The glob
module is a useful part of the Python standard library. Short for global, glob
is used to return all file paths that match a specific pattern.
What Is the Glob Module in Python?
We can use glob
to search for a specific file pattern, or perhaps more usefully, use wildcard characters to search for files where the file name matches a certain pattern.
These patterns are similar to regular expressions but much simpler.
- Asterisk (*): Matches zero or more characters.
- Question mark (?): Matches exactly one character.
While glob
can be used to search for a file with a specific file name, I find it especially handy for reading through several files with similar names. After identifying these files, they can then be concatenated into one dataframe for further analysis.

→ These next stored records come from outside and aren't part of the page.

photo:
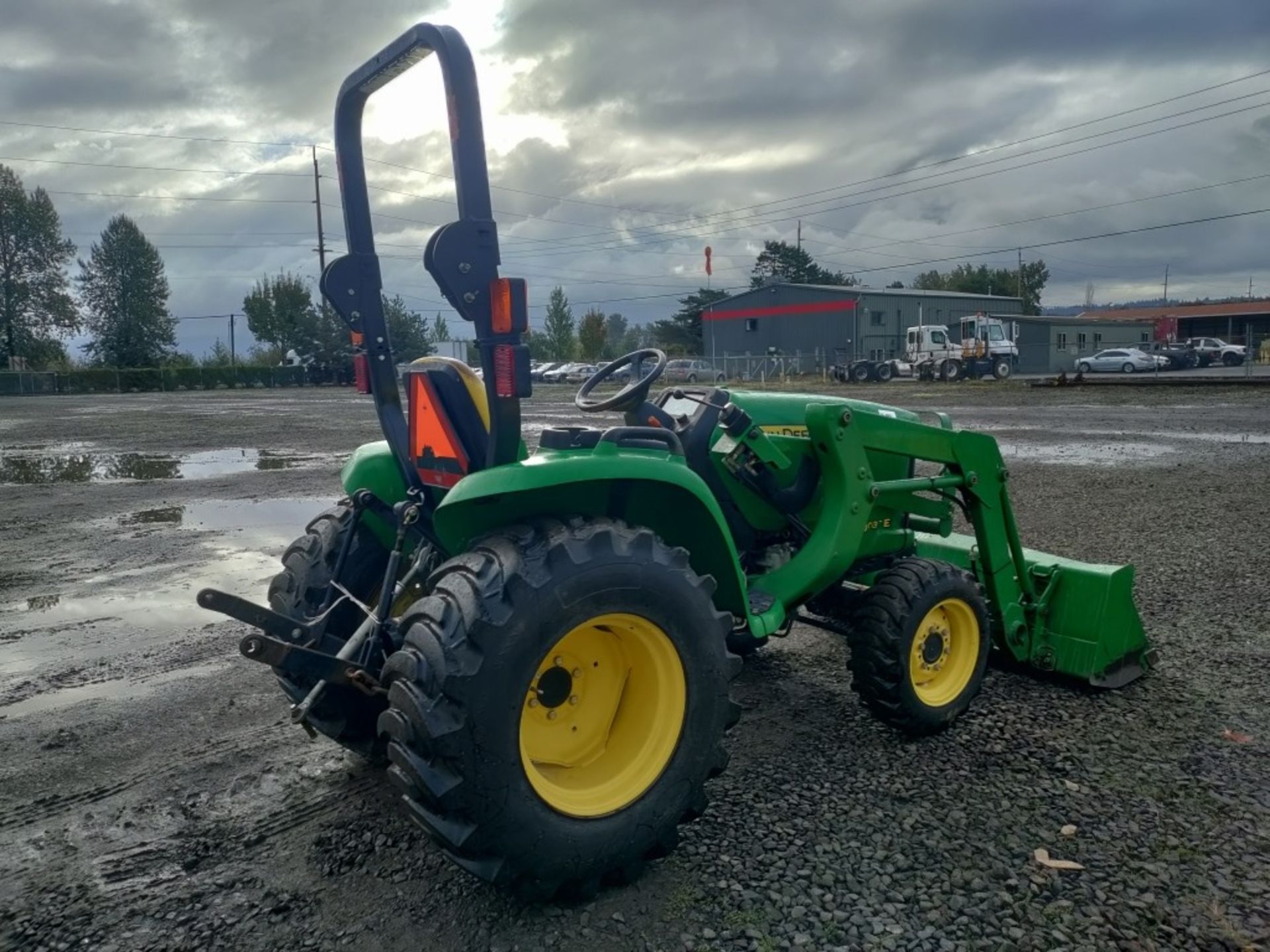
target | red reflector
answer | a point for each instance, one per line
(505, 371)
(501, 305)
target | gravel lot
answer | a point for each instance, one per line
(154, 796)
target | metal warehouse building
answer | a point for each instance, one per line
(827, 321)
(1235, 321)
(1049, 343)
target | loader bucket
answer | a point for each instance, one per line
(1085, 622)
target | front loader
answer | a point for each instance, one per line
(540, 643)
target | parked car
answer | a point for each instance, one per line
(1210, 349)
(1177, 357)
(693, 372)
(558, 374)
(1123, 361)
(536, 372)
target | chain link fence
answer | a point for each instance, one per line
(153, 380)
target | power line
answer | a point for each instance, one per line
(154, 168)
(1068, 241)
(183, 198)
(153, 135)
(566, 248)
(835, 188)
(1031, 139)
(1046, 218)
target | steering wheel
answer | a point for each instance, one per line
(629, 397)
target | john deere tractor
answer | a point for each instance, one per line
(539, 644)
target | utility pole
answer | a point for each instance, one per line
(321, 241)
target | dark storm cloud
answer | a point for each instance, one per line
(675, 111)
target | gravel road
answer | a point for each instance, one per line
(153, 793)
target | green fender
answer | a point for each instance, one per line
(643, 487)
(372, 466)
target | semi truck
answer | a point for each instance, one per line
(978, 347)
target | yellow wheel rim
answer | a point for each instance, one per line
(603, 716)
(945, 653)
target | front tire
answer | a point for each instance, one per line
(343, 714)
(920, 645)
(559, 703)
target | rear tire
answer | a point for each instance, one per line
(469, 703)
(345, 714)
(920, 645)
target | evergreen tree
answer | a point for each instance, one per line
(558, 333)
(783, 262)
(592, 335)
(36, 306)
(218, 354)
(615, 332)
(125, 295)
(681, 332)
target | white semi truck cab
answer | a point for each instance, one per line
(980, 347)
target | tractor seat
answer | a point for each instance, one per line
(448, 419)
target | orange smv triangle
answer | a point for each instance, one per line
(435, 448)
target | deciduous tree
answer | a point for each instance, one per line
(36, 307)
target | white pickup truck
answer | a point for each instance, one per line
(1210, 349)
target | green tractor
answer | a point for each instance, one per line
(540, 644)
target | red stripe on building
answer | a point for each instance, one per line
(816, 307)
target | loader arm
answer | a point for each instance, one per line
(1050, 612)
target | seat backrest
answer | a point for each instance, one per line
(448, 419)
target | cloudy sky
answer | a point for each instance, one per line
(626, 136)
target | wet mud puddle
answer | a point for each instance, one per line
(122, 633)
(83, 462)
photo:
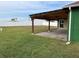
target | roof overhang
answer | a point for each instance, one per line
(51, 15)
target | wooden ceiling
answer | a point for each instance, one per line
(51, 15)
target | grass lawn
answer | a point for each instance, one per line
(19, 42)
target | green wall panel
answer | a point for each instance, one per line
(75, 24)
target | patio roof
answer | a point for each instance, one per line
(51, 15)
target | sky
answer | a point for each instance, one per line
(22, 9)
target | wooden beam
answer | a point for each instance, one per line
(32, 25)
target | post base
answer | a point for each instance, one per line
(67, 43)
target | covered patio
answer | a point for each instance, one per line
(61, 16)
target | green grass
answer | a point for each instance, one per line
(19, 42)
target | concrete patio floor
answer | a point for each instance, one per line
(60, 34)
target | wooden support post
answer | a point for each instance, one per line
(49, 26)
(32, 26)
(58, 25)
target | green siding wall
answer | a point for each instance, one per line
(75, 24)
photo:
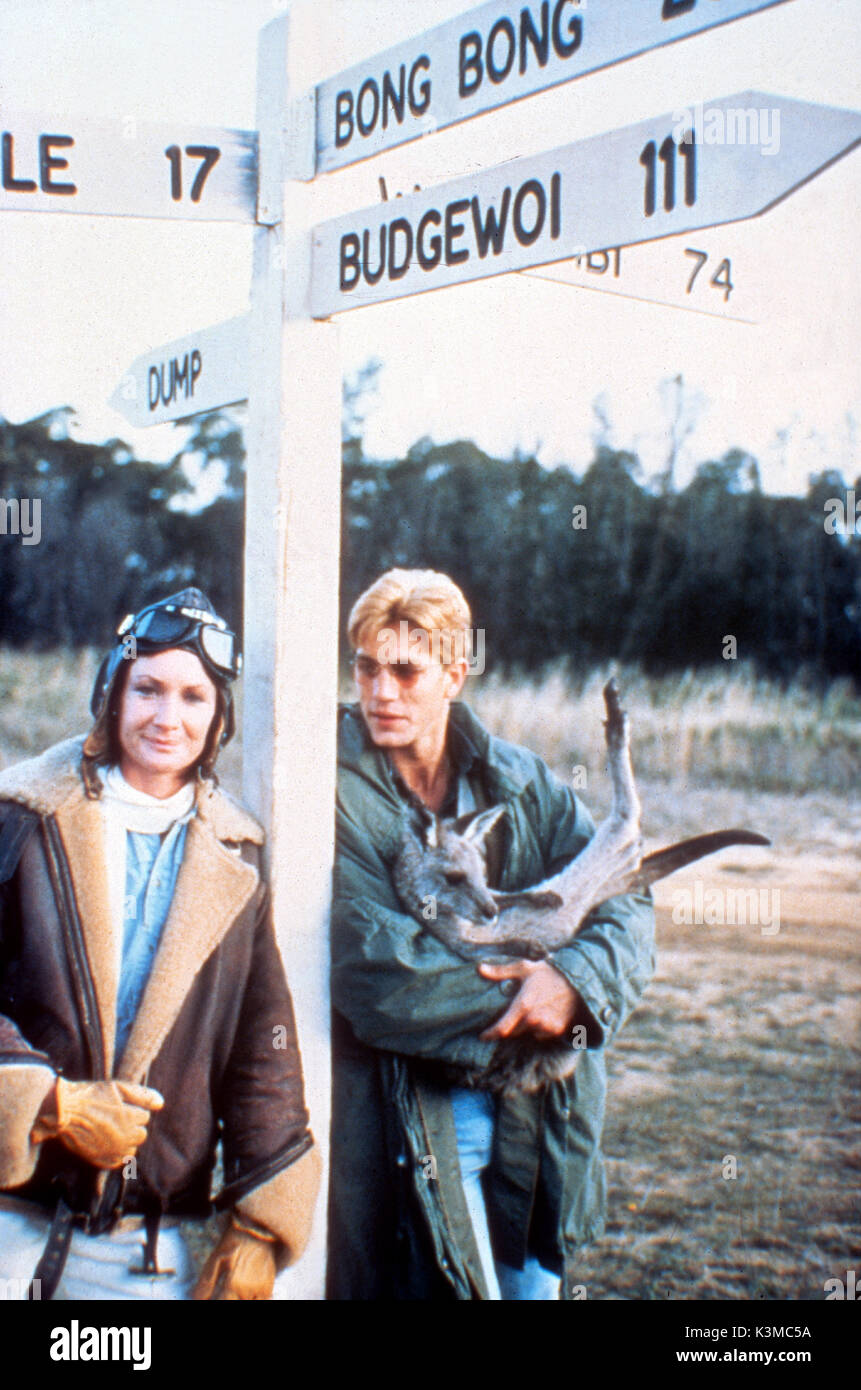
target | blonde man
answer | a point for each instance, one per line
(438, 1191)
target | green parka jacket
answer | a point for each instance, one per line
(398, 1219)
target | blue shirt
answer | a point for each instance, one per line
(152, 865)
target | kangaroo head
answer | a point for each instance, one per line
(441, 869)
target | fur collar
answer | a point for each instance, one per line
(52, 781)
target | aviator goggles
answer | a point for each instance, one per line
(170, 624)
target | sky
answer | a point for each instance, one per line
(515, 362)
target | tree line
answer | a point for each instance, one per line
(589, 567)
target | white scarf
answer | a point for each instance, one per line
(125, 808)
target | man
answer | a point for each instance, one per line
(438, 1191)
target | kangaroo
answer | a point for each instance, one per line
(440, 877)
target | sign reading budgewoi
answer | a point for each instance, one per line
(127, 168)
(206, 370)
(494, 54)
(715, 163)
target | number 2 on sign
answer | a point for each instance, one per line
(721, 280)
(209, 154)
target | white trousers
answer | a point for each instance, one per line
(98, 1266)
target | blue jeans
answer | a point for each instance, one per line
(475, 1115)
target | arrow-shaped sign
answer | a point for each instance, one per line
(491, 56)
(206, 370)
(127, 168)
(719, 161)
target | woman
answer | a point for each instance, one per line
(143, 1009)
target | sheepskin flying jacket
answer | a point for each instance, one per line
(214, 1030)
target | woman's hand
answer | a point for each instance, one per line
(103, 1122)
(242, 1265)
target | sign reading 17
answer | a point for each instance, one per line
(209, 154)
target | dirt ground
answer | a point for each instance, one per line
(746, 1045)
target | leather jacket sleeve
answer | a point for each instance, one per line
(25, 1073)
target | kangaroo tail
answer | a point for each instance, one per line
(664, 862)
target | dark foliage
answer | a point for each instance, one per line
(646, 574)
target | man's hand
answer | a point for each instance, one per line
(241, 1266)
(103, 1122)
(545, 1004)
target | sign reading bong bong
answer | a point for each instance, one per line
(718, 163)
(494, 54)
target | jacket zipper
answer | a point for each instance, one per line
(77, 950)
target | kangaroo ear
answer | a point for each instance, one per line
(424, 826)
(477, 824)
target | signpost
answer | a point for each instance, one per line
(591, 199)
(708, 274)
(187, 377)
(487, 57)
(726, 160)
(127, 168)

Using Glob to Search CSV Files
Here we have an input folder with several CSV files containing stock data. Let’s use glob to identify the files:
import pandas as pd
import glob
# set search path and glob for files
# here we want to look for csv files in the input directory
path = 'input'
files = glob.glob(path + '/*.csv')
# create empty list to store dataframes
li = []
# loop through list of files and read each one into a dataframe and append to list
for f in files:
# read in csv
temp_df = pd.read_csv(f)
# append df to list
li.append(temp_df)
print(f'Successfully created dataframe for {f} with shape {temp_df.shape}')
# concatenate our list of dataframes into one!
df = pd.concat(li, axis=0)
print(df.shape)
df.head()
>> Successfully created dataframe for input/KRO.csv with shape (1258, 6)
>> Successfully created dataframe for input/MSFT.csv with shape (1258, 6)
>> Successfully created dataframe for input/TSLA.csv with shape (1258, 6)
>> Successfully created dataframe for input/GHC.csv with shape (1258, 6)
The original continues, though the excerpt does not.